А результат «Финансового манифеста» был потрясающий. В постановлении Государственного совета России, принятом в том же 1905 году, говорилось, что «среди населения возникла беспримерная в истории нашего государственного кредита паника, вызванная этим преступным воззванием… истребование вкладов из государственных касс приняло стихийный характер и выразилось к концу отчетного года в громадной цифре 148 с лишком миллионов рублей. Одновременно с сим значительно увеличились требования производства платежей золотом или серебром и весьма возросли операции по продаже валюты, обусловленные отливом капиталов за границу». Чтобы спасти положение, правительство Николая II было вынуждено срочно, на самых кабальных условиях искать деньги за рубежом. Во Франции, в частности, появился целый слой мелких рантье, живших на проценты от «русских займов».

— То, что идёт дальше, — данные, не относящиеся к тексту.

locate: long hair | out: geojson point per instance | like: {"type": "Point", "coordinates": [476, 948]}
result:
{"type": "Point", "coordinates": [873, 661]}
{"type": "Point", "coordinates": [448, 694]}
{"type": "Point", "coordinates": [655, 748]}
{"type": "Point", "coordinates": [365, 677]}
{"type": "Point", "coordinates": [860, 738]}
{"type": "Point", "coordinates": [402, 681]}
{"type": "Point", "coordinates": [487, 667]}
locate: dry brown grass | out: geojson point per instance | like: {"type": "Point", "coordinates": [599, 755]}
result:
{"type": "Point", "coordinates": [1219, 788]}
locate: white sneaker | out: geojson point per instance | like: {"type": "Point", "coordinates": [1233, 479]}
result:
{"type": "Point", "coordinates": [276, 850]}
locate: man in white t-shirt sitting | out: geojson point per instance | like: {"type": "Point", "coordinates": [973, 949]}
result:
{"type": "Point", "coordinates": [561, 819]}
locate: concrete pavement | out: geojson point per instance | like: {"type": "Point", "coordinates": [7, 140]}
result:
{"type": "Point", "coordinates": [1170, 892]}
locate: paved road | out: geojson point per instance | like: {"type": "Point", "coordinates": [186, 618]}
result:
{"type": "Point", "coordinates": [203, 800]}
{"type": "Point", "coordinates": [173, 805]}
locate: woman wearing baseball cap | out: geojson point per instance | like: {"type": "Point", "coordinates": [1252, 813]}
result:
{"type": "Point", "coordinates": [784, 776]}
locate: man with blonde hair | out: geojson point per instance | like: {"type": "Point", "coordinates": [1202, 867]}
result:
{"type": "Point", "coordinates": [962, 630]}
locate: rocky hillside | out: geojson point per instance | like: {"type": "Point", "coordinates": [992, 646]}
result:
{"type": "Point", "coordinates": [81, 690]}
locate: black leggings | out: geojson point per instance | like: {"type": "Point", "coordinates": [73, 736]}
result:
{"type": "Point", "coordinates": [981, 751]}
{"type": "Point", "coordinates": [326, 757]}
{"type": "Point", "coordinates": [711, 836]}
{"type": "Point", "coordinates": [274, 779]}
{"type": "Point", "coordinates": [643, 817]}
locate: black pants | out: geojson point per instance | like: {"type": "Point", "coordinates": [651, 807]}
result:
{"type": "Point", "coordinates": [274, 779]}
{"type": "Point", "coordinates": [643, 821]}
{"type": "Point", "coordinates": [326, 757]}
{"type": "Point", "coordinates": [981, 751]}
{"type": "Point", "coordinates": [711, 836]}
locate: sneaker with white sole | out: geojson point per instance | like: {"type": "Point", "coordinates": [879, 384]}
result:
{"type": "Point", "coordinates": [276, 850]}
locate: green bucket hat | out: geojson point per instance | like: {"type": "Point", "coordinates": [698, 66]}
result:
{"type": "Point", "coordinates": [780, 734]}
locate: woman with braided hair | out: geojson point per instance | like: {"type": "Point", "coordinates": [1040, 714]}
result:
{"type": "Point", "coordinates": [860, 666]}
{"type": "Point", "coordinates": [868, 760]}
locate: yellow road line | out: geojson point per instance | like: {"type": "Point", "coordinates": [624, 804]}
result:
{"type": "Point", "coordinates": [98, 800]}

Успех, видимо, кружит Парвусу голову. Парвус полагает, что теперь ему дозволено все. Через некоторое время возникает громкий скандал: Максим Горький, чьи литературные интересы представлял в Германии именно Парвус, заявляет, что не только не получил от него никаких гонораров, хотя пьеса «На дне» в одном лишь Берлине была поставлена более пятисот раз, но исчезла и та часть денег, которую Горький предназначал для передачи РСДРП. Было проведено разбирательство, третейский суд, куда вошли Август Бебель, Карл Каутский, Роза Люксембург. Парвус, несмотря на изобретательную защиту, был им осужден и исключен из обеих социал-демократических партий, немецкой и русской. Впрочем, самого Парвуса это не очень смущает. В 1910 году он перебирается в Константинополь, где становится ни много ни мало экономическим советником правительства младотурок.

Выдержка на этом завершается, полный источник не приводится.